More than 1,500 students and teachers attended yesterday.
However, cultivating a love for literature here is a process that will still take time, said the festival's founder Dr Suzanne Choo, who believes it is the only subject to have a nationwide festival run entirely by teacher volunteers.
She set up the exhibition with 10 volunteers after noticing her students were reluctant to take up literature at upper secondary level.
"The signs are encouraging and we have been getting very good responses from students every year, but still misconceptions about the subject linger," said Dr Choo.
Earlier this year, it was revealed that only about 3,000 students took the subject last year, compared to nearly 17,000 in 1992. The figures have sparked a discussion on the value of literature and how to reignite interest in it.
The chairperson for this year's event, Ms Sakunthalai Surian, who has taught literature for 19 years, said students have the misconception that the subject is too "profound".
"The subject may be perceived as difficult to score, perhaps because it allows space for multiple interpretations and ambiguity," said Dr Choo, an assistant professor at the National Institute of Education (NIE) who has been teaching the subject since 1999.
But Dr Dennis Yeo, a keynote speaker at the event and a teaching fellow at NIE's English language and literature department, feels that better teaching methods might be the answer.
"Using materials that are more accessible to students, such as referencing pop culture, is a good way of getting the young ones on board," he said. The professor's 15-minute presentation examined song lyrics from American singer- songwriter Taylor Swift and why Star Wars villain Darth Vader is dressed in black instead of white.

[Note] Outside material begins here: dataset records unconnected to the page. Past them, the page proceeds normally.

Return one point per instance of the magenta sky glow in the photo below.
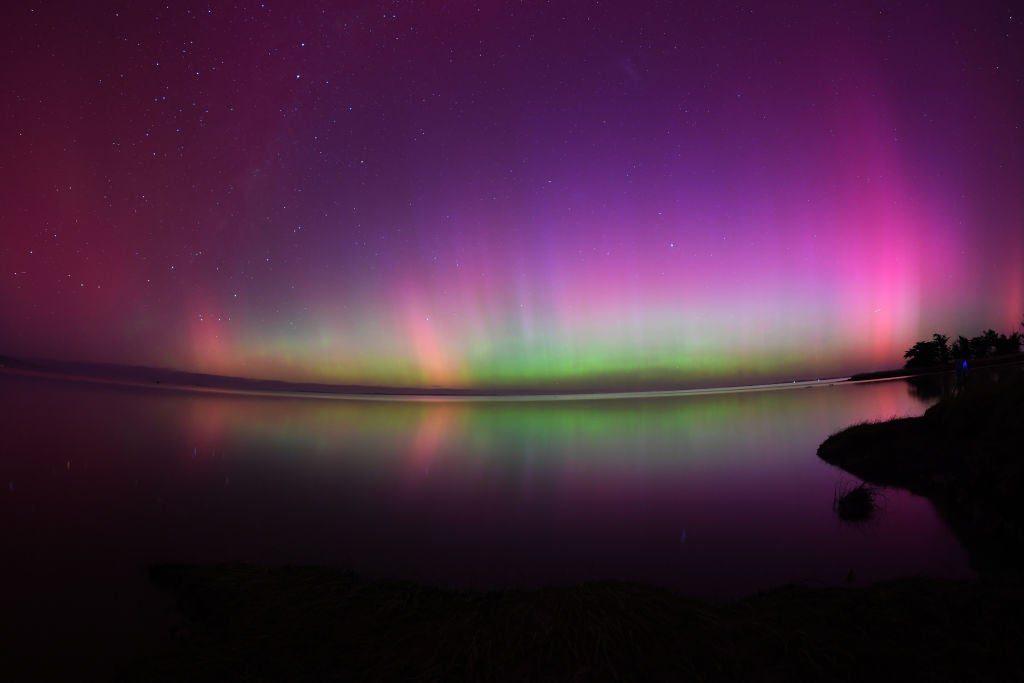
(497, 195)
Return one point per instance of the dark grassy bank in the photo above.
(964, 455)
(246, 623)
(994, 361)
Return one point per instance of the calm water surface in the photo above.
(710, 495)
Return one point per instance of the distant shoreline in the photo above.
(160, 378)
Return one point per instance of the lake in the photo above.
(716, 496)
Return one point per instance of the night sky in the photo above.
(509, 195)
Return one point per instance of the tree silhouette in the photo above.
(941, 343)
(962, 348)
(922, 354)
(938, 351)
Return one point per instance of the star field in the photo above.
(508, 195)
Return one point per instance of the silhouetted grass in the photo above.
(965, 455)
(246, 623)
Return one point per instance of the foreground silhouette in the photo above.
(247, 623)
(964, 455)
(250, 623)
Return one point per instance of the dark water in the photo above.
(711, 495)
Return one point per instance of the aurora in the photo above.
(509, 197)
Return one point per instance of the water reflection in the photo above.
(712, 495)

The half-day event featured poetry slams, in which poems were performed before being judged on their creativity, and debates on texts which participants were allowed to see only a week in advance.
There were also "book parades" from participants showcasing literature projects that aim to pique secondary school students' interest in the texts on display.
These ranged from local works such as Catherine Lim's Little Ironies, to American classic To Kill A Mockingbird and Shakespeare's The Merchant of Venice.
Queenstown Secondary student Ernie Martha, 16, took part in a set text debate. She cited Khaled Hosseini's The Kite Runner, about an Afghan boy's search for truth and redemption, as one of her favourites.
She said: "During my research (for the debate), it opened my eyes to the many themes and the complexity that can be found in just one text."